Fair Trade and Quality Sustainable Coffee

IMG_8338The quality of sustainable products coming from companies claiming to be socially conscious should always be questioned. How does a product, so fixated on achieving a mission statement look and taste so great?

The truth is, sustainability is consistently linked with quality goods. Fair Trade has grown to be a vital platform to improve the quality of crops and help farmers build strong relationships with good distributors. Executing sustainable practices with flourishing farmers is the key to producing the delicious cups of coffee we are so familiar with.

Fair Trade has become crucial for the long term production of coffee in the developing world. It is the only initiative that protects against plummeting prices by requiring companies to pay sustainable prices that must never fall below the market price. This allows farmers to have access to important resources and gives them financial stability to invest in quality. Fair Trade also acts like an insurance policy and allows farmers to access credit, which shouldn’t be taken for granted in small sized agriculture.

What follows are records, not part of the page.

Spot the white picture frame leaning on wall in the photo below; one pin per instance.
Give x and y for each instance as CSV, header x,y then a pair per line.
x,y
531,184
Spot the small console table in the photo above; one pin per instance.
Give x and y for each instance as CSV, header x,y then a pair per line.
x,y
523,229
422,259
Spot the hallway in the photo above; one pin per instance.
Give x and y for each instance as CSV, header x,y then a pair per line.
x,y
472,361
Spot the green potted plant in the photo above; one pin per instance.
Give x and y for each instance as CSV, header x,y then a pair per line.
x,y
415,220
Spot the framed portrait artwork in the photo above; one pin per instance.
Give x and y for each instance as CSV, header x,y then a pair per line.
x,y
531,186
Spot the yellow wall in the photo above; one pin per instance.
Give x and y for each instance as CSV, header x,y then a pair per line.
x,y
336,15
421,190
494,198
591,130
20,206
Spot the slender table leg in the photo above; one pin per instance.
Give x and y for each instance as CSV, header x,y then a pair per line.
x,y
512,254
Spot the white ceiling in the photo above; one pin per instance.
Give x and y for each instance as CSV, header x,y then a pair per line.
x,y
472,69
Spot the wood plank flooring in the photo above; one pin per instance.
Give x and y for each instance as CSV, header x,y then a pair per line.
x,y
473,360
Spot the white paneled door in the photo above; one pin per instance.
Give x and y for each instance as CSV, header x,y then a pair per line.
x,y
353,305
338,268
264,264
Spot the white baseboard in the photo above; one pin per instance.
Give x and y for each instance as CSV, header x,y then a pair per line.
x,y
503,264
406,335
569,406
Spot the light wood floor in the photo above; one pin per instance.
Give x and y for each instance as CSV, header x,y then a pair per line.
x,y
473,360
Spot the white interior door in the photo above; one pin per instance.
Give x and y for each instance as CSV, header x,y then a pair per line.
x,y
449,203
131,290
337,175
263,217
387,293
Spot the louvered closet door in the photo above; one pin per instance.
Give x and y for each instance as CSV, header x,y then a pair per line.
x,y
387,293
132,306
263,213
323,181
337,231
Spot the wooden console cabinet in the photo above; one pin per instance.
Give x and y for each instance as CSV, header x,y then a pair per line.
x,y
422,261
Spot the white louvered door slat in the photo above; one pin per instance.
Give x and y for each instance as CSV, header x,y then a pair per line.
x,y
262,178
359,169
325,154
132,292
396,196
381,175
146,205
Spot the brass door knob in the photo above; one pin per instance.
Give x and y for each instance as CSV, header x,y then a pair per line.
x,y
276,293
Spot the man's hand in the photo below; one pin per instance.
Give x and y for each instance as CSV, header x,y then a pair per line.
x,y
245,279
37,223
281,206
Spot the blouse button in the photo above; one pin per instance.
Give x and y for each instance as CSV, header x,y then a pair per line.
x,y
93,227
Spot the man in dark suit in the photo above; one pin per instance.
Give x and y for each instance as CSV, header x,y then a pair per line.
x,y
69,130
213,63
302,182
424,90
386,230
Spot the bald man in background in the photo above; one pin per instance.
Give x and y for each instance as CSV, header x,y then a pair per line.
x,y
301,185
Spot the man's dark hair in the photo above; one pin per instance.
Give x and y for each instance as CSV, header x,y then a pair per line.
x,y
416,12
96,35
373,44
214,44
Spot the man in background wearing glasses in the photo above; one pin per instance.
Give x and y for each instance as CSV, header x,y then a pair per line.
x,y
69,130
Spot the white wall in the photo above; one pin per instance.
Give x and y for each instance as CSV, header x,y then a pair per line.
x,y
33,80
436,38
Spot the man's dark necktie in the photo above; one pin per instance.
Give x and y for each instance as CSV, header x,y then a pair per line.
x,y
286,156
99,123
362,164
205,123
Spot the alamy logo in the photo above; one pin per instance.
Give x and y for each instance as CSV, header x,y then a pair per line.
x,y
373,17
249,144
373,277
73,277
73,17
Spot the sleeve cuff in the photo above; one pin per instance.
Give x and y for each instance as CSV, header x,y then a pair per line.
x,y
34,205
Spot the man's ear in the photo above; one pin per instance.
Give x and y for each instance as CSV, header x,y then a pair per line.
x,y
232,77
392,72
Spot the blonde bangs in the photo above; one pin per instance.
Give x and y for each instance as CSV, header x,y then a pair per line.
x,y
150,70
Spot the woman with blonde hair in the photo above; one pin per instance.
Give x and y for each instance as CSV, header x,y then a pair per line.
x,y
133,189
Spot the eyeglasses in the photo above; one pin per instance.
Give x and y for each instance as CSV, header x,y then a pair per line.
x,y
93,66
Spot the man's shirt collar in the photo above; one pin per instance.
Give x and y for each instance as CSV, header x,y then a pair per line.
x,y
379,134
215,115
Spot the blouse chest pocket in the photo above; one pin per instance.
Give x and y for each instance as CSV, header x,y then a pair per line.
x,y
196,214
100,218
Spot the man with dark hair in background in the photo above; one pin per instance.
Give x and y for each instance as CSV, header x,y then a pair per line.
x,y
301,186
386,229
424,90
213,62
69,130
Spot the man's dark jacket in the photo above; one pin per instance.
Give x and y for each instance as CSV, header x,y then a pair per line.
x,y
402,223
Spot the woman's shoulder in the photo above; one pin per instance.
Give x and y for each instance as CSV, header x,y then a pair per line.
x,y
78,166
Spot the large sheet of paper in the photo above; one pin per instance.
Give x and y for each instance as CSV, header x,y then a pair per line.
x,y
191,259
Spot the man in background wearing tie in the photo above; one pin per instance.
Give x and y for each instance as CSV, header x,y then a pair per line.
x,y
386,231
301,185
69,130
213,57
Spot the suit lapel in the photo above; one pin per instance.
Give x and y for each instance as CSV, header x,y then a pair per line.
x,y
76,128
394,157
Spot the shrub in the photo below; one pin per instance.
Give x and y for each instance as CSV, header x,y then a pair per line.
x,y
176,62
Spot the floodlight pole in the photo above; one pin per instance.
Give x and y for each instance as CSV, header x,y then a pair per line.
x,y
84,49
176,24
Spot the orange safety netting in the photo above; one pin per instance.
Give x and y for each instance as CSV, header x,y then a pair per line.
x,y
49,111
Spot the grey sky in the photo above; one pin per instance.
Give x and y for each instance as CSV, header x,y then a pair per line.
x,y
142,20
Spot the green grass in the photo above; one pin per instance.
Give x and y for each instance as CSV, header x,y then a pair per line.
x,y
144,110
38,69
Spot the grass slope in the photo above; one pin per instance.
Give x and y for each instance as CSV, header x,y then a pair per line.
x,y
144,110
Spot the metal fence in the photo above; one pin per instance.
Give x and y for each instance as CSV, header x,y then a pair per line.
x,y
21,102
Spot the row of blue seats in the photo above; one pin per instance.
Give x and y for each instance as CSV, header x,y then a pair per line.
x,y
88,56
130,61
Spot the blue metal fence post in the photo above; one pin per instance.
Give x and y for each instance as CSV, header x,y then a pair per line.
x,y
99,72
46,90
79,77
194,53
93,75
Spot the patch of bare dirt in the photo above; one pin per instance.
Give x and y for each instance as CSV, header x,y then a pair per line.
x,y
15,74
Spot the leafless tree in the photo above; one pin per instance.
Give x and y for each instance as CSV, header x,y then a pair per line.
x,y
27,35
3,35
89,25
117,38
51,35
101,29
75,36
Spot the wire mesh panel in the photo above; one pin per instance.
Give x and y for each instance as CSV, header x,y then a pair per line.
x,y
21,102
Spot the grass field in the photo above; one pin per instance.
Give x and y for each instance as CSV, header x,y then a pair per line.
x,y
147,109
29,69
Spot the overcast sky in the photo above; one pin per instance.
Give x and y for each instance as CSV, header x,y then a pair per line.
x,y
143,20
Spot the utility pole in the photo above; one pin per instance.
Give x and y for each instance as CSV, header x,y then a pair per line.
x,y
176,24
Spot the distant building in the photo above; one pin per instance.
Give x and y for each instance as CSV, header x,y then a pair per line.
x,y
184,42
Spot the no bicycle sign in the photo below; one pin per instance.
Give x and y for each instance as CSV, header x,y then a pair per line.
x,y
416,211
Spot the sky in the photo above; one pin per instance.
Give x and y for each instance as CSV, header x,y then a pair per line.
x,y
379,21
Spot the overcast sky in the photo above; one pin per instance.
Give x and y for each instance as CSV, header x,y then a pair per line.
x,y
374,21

Fair Trade is an incentive for responsible farmers to build dynamic businesses and work together with their communities. It doesn’t claim to solve all of the world’s troubles but it is significantly reducing the problems associated with poverty and is causing a tangible change.

Farmers need certain resources to adapt to the ever increasing economic and environmental threats that are emerging. This is crucial if we want farmers overseas to continue producing quality products that the western world demands. That’s why partnerships within the industry are so important for both manufacture and distributor. Fair Trade helps build these relationships and gets funds directly to the farmers who need them the most.

Since Fair Trade started more than 50 years ago, it has come a long way with growing numbers of farmers, roasters, traders, retailers and consumers who believe in the same thing: that supporting struggling farmers and their infrastructure is crucial for the future of quality coffee.